Number of Ties and Undefeated Signs in a Generalized Janken

Abstract

Janken, which is a very simple game and is usually used as a coin-toss in Japan, originated in China, and many variants are seen throughout the world. A variant of janken can be represented by a tournament (a complete asymmetric digraph), where a vertex corresponds to a sign and an arc (x, y) indicates that sign x defeats sign y. However, not all tournaments define useful janken variants, i.e., some janken variants may include a useless sign, which is strictly inferior to any other sign in any case. In a previous paper by one of the authors, a variant of janken (or simply janken) was said to be efficient if it contains no such useless signs, and some properties of efficient jankens were presented.

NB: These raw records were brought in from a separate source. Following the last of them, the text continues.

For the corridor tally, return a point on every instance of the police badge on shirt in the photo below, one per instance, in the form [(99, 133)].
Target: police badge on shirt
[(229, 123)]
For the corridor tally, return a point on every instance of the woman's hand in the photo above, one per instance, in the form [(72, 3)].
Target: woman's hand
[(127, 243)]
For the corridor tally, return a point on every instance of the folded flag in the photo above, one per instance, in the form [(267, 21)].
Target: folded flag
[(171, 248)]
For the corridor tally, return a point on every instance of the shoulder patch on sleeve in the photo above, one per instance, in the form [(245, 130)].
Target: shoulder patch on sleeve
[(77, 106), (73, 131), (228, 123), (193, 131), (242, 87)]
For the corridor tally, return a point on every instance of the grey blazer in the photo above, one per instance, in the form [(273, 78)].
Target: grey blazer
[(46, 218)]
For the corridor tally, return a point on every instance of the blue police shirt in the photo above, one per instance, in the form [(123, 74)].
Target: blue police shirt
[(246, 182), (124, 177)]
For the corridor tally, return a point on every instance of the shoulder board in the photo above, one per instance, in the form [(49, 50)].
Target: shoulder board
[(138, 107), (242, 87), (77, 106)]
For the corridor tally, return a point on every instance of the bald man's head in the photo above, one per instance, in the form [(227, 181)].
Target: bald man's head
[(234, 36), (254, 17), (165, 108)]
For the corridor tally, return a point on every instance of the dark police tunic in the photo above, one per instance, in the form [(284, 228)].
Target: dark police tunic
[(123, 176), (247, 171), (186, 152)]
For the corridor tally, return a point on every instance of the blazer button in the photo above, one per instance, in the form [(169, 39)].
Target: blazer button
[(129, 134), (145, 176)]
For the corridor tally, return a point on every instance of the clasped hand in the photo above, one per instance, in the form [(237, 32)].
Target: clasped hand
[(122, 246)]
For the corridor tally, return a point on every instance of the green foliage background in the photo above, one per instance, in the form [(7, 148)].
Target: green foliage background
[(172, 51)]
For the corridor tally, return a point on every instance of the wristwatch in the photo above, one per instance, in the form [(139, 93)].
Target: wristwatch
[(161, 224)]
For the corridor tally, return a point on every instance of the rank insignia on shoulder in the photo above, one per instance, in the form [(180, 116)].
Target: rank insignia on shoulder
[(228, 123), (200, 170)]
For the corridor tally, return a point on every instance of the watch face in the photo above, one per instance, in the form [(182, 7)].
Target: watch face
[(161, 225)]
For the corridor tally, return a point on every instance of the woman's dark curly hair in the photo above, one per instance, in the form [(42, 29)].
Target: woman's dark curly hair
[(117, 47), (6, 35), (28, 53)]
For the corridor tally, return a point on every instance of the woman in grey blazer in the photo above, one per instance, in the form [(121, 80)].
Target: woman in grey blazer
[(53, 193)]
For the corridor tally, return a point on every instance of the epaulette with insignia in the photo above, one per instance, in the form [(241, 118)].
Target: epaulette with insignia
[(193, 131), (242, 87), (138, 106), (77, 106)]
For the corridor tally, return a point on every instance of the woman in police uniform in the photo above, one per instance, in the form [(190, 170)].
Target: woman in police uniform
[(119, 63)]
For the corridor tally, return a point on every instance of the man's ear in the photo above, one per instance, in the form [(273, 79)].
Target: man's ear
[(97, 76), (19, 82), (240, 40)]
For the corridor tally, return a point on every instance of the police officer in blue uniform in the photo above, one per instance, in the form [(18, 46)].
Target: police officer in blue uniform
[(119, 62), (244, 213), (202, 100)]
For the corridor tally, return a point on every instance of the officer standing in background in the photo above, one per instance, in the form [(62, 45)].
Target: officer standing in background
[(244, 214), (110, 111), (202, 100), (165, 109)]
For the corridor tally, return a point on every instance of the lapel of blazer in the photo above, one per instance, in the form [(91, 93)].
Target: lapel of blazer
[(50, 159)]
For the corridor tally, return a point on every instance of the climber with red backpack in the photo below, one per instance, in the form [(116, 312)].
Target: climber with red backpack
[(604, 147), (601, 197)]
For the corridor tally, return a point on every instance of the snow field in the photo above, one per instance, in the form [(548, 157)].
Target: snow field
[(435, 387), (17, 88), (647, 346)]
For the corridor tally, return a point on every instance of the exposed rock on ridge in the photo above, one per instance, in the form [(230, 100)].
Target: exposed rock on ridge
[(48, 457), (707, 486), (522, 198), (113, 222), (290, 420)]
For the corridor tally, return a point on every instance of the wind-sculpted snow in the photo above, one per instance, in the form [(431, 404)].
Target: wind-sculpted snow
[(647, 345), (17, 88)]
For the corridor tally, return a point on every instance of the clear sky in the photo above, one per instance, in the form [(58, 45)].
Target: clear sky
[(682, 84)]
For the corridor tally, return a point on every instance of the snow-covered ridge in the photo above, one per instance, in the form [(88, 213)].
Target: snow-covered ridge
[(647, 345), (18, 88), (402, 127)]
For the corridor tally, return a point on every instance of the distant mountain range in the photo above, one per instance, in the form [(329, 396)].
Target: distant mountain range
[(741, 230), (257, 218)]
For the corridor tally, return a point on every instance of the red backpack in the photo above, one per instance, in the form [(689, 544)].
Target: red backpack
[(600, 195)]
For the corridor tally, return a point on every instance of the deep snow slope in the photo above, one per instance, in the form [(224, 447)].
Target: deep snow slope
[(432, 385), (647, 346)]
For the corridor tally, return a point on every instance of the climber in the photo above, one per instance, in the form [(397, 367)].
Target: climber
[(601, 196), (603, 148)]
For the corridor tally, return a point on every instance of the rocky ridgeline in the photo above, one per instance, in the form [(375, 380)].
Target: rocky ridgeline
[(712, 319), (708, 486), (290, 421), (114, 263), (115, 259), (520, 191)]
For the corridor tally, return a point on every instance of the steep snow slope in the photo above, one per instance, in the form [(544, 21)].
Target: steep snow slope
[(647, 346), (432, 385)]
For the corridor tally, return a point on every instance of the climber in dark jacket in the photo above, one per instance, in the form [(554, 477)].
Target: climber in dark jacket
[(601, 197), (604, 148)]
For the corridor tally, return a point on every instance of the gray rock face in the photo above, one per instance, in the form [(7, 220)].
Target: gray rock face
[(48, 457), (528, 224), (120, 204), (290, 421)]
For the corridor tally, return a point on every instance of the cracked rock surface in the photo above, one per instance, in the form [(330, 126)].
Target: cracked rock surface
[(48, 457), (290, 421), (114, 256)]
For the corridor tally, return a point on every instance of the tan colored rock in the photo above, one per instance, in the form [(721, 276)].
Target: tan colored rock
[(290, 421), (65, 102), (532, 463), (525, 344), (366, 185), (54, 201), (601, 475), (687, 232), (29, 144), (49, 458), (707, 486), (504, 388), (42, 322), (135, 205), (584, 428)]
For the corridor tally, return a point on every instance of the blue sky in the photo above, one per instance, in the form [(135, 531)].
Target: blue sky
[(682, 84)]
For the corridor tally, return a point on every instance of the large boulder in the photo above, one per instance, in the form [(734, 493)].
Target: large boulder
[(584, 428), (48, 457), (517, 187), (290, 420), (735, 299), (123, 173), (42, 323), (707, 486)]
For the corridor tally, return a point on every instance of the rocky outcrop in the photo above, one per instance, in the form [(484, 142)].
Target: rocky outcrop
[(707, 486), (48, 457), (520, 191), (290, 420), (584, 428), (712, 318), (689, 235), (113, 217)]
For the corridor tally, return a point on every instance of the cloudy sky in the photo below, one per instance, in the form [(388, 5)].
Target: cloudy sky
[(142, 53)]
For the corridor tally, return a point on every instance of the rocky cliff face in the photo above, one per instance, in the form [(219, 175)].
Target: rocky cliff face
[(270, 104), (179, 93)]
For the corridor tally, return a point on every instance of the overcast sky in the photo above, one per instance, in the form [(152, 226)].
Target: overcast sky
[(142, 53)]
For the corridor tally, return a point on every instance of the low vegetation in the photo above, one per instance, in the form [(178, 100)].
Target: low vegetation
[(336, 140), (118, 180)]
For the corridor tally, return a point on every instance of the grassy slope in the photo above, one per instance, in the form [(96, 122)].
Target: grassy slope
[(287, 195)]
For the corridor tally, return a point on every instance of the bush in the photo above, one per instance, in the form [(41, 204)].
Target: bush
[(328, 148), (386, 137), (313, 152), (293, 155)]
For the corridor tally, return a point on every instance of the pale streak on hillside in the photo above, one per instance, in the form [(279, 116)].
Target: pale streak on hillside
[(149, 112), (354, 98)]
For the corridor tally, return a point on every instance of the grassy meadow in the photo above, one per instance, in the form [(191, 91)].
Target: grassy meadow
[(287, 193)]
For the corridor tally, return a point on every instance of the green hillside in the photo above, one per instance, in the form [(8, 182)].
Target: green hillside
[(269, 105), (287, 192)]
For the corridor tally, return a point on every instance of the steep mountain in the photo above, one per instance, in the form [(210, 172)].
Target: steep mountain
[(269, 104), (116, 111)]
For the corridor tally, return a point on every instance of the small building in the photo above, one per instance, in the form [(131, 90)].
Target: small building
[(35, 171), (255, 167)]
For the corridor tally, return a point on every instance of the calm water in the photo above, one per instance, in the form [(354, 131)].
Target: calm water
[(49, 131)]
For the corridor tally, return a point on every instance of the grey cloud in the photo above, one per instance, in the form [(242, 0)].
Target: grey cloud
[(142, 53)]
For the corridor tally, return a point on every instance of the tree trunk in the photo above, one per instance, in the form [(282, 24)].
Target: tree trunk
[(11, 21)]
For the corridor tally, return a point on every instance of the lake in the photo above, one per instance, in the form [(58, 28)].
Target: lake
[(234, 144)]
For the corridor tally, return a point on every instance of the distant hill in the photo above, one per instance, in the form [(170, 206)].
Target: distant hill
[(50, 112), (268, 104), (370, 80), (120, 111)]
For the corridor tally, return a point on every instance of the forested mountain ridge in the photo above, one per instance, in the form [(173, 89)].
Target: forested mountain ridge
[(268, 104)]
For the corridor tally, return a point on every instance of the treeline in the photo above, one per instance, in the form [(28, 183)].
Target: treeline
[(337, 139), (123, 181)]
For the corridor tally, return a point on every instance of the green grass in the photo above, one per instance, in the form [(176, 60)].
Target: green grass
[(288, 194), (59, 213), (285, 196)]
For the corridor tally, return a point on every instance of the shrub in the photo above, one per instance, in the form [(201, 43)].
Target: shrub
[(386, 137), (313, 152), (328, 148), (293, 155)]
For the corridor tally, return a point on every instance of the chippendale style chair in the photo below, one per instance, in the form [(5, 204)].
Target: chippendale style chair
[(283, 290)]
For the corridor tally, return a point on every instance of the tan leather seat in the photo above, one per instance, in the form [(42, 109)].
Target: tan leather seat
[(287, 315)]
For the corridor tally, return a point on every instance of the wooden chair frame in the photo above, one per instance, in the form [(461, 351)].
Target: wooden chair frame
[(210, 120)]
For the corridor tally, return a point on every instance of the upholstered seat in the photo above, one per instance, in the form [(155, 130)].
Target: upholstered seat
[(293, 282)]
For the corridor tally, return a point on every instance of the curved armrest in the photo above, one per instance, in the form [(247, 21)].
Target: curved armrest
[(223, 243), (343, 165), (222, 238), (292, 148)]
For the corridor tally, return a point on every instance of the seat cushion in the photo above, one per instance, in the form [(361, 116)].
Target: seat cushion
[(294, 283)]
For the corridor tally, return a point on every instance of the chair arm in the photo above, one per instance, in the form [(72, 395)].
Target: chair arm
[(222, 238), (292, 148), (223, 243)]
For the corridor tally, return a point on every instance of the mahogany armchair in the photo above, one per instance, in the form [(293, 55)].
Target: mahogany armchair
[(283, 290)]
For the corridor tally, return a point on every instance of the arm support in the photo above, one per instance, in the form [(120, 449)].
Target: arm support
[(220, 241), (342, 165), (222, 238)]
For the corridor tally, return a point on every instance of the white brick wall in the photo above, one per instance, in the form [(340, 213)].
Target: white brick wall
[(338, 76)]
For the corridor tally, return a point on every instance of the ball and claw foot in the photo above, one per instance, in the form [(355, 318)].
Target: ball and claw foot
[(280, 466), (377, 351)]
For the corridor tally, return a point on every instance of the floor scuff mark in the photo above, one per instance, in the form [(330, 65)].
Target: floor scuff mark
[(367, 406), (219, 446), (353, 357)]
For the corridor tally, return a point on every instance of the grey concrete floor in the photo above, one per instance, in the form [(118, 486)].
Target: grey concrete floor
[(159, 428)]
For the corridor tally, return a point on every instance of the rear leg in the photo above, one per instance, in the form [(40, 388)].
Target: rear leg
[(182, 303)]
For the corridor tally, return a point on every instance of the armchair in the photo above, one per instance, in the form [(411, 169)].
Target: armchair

The jankens considered in the above research had no tie between different signs. However, some actual jankens do include such ties. In the present paper, we investigate jankens that are allowed to have a tie between different signs. That is, a janken can be represented as an asymmetric digraph, where no edge between two vertices x and y indicates a tie between x and y. We first show the tight upper and lower bounds of the number of ties in an efficient janken with n-vertices. Moreover, it is shown that for any integer t between the upper and lower bounds, there is an efficient janken having just t ties. We next consider undefeated vertices, which are vertices that are not defeated by any sign. We show that there is an efficient janken with n vertices such that the number of vertices that are not undefeated is o(n), i.e., almost all vertices are undefeated.